The Canucks will take the two points and stuff them in their back pocket before heading out on the road this week for the final time this year.
The Canucks magic number meanwhile is now down to 11. That isn’t to clinch the division or the conference or anything but the games left until the playoffs finally start.
On to the Love Em/Hate Em for the Blue Jackets vs. Canucks.
1. Coast to Coast Edler
The play of the night, and perhaps the Canucks goal of the year, came from Alex Edler who casually went end-to-end without breaking a sweat or even trying.
The Columbus defence parted like the red sea and phoned it in with the intensity of a wet piece of bread.
Edler’s motivation on the goal meanwhile was simple: if he scores, the powerplay is over and he gets to take a nap on the bench.
2. DJ Booth
David Booth continued his hot hand on the second line with his fourth goal in six games as the second line once again showed up to play.
Booth may be a bit of a one-dimensional player but when that dimension is goal-scoring it makes him a very valuable asset.
He’s certainly a better use of $4.5 mill than Keith Ballard (remember him?)
3. Hey Brother
Meanwhile the Sedins bounced back with two goals from Daniel Sedin in a bid to retain first line status on the team. Even better, one came on the powerplay.

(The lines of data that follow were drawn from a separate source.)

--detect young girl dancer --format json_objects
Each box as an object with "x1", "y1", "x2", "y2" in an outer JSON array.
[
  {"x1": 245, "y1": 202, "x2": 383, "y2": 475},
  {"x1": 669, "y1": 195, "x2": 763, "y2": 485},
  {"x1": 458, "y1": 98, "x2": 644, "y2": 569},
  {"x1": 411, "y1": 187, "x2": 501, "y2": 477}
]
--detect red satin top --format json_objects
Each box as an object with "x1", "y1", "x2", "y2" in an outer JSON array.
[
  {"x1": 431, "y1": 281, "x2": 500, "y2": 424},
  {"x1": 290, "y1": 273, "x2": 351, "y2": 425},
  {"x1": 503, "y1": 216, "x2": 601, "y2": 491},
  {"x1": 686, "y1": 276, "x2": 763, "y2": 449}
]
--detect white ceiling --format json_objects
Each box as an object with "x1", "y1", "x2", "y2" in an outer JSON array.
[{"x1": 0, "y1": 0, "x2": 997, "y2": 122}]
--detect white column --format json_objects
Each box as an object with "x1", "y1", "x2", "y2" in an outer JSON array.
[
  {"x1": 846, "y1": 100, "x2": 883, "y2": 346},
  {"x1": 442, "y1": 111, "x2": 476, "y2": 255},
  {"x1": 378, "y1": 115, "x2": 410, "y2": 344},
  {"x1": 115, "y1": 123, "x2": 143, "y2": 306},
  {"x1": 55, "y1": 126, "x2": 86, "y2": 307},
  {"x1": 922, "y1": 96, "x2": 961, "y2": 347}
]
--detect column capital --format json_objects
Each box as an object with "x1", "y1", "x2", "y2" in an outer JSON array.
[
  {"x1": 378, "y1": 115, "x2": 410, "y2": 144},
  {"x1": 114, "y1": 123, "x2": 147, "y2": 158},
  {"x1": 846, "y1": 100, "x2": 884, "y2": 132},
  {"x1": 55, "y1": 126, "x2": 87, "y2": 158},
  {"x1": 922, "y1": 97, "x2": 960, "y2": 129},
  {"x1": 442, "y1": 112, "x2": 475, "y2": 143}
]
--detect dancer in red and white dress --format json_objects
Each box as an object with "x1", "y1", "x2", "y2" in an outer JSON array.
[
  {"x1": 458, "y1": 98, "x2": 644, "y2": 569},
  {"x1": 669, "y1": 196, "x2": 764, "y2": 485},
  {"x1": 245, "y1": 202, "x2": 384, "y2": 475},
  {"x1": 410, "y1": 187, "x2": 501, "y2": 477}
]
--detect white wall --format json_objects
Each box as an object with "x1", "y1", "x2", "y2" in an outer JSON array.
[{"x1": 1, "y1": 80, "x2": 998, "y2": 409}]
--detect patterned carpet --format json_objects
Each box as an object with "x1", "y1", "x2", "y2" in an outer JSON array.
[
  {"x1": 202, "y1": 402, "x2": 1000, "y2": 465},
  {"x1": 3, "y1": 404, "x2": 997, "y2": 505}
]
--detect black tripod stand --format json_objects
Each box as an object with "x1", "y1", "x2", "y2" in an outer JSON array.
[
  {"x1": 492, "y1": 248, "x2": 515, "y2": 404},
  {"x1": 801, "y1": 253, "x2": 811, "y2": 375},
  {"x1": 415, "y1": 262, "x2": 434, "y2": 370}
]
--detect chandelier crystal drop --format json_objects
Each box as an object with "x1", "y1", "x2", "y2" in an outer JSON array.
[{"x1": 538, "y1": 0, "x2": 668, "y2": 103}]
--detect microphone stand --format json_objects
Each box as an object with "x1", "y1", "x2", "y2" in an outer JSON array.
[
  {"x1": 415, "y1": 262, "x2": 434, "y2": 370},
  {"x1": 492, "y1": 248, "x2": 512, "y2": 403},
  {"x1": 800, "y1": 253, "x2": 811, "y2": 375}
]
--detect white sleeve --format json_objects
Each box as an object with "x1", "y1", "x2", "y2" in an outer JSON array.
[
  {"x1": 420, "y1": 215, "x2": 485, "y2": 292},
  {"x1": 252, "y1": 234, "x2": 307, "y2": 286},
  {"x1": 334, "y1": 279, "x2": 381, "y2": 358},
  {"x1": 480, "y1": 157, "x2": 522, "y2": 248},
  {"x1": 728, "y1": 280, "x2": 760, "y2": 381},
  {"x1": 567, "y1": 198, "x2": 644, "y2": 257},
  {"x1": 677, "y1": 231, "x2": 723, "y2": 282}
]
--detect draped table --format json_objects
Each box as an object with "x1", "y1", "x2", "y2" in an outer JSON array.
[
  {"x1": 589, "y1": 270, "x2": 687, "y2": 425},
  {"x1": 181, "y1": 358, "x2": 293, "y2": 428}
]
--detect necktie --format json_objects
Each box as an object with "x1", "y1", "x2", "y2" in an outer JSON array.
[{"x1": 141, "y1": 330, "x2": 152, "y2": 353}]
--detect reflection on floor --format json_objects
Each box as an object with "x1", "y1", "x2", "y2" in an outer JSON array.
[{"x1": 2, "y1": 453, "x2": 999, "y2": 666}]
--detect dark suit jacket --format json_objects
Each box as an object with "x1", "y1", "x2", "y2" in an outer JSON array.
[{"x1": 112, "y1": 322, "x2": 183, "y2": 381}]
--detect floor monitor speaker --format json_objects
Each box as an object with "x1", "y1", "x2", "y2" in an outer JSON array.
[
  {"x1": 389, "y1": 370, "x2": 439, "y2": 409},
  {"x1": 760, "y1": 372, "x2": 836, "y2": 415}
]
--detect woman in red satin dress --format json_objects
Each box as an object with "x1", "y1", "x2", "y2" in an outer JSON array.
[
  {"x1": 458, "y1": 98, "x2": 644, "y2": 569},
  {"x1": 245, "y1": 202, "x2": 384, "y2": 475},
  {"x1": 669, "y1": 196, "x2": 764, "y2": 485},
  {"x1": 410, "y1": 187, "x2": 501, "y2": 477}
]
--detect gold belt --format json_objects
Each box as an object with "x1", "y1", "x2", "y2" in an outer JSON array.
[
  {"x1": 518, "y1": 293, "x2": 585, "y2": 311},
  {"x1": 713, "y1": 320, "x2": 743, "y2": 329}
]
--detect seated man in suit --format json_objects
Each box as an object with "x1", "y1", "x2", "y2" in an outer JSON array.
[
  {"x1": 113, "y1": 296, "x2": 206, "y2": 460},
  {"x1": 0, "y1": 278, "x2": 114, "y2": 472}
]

Obviously a few goals against Columbus isn’t going to erase all those other games they were blanked it, but it’s a step in the right direction and I’ve been told not to look a gift horse in the mouth, or any type of horse for that matter.

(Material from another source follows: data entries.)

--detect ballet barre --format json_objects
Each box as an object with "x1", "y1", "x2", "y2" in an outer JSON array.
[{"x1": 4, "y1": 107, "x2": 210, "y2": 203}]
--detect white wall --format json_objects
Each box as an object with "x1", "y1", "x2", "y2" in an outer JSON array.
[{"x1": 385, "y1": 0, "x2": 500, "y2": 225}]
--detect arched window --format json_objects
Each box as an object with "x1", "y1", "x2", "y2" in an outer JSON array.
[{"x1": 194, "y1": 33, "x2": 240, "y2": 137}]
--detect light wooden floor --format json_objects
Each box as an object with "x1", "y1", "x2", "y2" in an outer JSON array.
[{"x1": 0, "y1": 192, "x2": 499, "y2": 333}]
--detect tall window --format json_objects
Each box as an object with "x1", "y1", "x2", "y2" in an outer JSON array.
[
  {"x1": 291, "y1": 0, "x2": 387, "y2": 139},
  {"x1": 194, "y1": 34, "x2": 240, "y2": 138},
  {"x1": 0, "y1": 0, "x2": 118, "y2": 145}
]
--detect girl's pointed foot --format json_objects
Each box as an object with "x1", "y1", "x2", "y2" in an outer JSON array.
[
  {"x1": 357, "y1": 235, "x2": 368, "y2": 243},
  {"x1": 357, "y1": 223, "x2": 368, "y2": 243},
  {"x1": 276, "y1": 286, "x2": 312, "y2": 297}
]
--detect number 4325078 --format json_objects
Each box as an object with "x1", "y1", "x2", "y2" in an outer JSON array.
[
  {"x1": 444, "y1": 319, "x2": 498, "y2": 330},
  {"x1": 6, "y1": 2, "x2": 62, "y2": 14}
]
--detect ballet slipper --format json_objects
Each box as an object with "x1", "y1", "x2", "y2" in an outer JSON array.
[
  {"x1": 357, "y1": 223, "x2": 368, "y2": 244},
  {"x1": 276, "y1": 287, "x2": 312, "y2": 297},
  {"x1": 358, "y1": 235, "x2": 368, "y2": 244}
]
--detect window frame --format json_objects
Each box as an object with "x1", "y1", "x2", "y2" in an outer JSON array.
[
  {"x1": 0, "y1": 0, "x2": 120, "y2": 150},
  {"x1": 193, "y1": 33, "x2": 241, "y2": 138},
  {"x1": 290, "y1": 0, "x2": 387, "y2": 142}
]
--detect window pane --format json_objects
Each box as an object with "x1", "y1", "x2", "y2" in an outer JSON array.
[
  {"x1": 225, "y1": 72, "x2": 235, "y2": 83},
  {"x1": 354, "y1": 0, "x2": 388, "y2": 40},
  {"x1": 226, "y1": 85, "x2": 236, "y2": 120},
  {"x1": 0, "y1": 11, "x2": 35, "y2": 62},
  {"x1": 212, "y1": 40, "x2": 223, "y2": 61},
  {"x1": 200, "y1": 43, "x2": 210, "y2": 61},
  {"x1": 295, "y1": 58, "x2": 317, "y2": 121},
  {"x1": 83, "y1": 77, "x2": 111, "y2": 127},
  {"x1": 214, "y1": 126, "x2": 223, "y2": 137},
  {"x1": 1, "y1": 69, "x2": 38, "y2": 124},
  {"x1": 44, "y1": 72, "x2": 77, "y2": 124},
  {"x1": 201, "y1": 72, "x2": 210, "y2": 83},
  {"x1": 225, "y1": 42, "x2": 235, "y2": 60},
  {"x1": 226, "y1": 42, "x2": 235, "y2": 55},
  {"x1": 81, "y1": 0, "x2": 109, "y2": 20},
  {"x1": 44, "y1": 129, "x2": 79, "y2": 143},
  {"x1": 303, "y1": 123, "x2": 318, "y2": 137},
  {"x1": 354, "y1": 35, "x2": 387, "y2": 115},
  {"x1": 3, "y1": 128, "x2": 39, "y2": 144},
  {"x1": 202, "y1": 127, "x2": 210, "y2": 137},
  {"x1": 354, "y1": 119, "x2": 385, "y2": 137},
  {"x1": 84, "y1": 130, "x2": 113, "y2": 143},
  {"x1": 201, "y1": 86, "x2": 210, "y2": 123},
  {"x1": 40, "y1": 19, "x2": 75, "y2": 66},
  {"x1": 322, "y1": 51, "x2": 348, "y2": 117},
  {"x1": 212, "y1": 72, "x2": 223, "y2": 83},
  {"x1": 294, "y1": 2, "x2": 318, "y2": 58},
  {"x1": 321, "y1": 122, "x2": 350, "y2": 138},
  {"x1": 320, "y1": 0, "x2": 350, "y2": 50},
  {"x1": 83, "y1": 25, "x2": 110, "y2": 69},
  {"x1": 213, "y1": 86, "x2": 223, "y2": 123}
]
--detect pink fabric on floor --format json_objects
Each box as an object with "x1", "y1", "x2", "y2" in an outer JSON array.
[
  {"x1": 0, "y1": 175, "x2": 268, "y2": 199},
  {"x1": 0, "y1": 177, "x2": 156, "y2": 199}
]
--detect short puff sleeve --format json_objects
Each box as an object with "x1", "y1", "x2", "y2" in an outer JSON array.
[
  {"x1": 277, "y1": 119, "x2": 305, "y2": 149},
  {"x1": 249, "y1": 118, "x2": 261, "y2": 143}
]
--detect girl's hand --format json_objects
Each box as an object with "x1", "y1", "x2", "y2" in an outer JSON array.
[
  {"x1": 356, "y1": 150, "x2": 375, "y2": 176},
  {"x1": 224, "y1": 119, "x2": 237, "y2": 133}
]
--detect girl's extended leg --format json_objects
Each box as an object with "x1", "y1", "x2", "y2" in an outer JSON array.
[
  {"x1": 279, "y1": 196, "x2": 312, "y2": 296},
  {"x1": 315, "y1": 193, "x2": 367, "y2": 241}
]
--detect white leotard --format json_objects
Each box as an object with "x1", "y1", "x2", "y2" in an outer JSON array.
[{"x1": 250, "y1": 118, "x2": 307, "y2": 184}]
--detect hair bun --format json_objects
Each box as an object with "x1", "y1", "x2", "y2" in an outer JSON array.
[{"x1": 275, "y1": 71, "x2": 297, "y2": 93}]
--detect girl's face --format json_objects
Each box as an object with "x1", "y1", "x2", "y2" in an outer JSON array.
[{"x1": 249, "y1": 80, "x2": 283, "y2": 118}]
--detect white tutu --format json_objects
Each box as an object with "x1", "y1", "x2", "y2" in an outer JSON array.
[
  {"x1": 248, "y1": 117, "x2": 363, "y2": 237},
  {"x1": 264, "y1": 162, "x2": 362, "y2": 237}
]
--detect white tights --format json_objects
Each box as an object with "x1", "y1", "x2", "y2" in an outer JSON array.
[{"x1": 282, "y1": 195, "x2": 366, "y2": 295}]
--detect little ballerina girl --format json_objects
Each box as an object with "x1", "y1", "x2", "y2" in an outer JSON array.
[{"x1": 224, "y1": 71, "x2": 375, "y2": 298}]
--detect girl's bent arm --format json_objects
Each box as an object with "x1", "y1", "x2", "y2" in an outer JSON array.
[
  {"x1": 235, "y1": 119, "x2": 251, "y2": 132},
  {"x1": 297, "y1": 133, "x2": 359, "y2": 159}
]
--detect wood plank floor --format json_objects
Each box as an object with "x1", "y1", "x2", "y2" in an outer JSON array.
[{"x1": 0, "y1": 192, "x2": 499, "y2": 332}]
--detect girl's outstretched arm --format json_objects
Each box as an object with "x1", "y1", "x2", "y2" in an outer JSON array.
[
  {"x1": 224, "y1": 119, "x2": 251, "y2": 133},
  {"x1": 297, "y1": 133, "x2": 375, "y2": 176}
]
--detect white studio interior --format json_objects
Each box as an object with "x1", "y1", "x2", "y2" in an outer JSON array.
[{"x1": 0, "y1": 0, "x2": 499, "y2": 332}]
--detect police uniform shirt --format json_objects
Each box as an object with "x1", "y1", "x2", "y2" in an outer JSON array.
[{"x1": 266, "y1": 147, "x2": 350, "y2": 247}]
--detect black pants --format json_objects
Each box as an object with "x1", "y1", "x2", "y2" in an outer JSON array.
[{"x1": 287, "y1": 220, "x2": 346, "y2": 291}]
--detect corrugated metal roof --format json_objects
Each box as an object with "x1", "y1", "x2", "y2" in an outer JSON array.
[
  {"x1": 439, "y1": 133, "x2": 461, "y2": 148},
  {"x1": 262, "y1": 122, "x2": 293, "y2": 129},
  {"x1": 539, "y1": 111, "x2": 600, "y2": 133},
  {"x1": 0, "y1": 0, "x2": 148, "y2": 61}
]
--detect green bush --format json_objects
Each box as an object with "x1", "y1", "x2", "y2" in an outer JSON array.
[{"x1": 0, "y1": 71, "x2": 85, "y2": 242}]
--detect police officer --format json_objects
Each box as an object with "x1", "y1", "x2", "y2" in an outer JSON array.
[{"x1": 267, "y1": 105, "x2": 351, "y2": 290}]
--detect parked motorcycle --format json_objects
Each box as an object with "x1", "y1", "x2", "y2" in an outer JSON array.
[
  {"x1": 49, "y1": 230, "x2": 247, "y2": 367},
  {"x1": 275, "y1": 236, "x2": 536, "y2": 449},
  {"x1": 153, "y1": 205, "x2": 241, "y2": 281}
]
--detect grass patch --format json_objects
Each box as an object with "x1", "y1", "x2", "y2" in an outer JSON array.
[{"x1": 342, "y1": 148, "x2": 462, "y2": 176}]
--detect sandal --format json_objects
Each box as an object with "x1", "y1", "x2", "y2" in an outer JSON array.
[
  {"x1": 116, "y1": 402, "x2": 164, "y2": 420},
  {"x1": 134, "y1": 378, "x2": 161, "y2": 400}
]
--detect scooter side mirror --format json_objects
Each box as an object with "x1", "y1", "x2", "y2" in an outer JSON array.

In fact, I’ve been told poking around in horse’s mouths is what got Luck cancelled.
1. Free Passes
Cory gets the benefit of doubt where Roberto doesn’t. That shouldn’t be surprising. It’s also why all those who believe Luongo needs to be pushed off the Burrard Street Bridge would turn their venom on Cory Schneider faster than the backlash against new Coke.
Good luck finding a goalie that isn’t human.
2. Really Steve Mason?
If you’re looking for an explanation for Steve Mason’s incredible drop-off since catching fire as a rookie, it was revealed this week that Mason’s equipment was smaller than the max allowable because he had no idea form-fitting pads were a thing. What?
How do you become an NHL starter and not know a thing about the equipment options you have? Even worse, his new glove probably helped him deny Zack Kassian on his breakaway.
The Blue Jackets just keep getting stranger and stranger…
3. Heart of Oake
I can understand grilling Ryan Kesler over his photo but the Higgins shot wasn’t exactly from a photo shoot and isn’t even recent.
In fact, Oake’s mention was the first time it’s been even remotely on the radar of Canucks Nation in about half a dozen weekes.
But hey it’s Scott Oake so why would you expect anything different? To borrow one of many awkward Kevin Weekes lines on the night, when Scott Oake is talking hockey “the physical temperature rises”.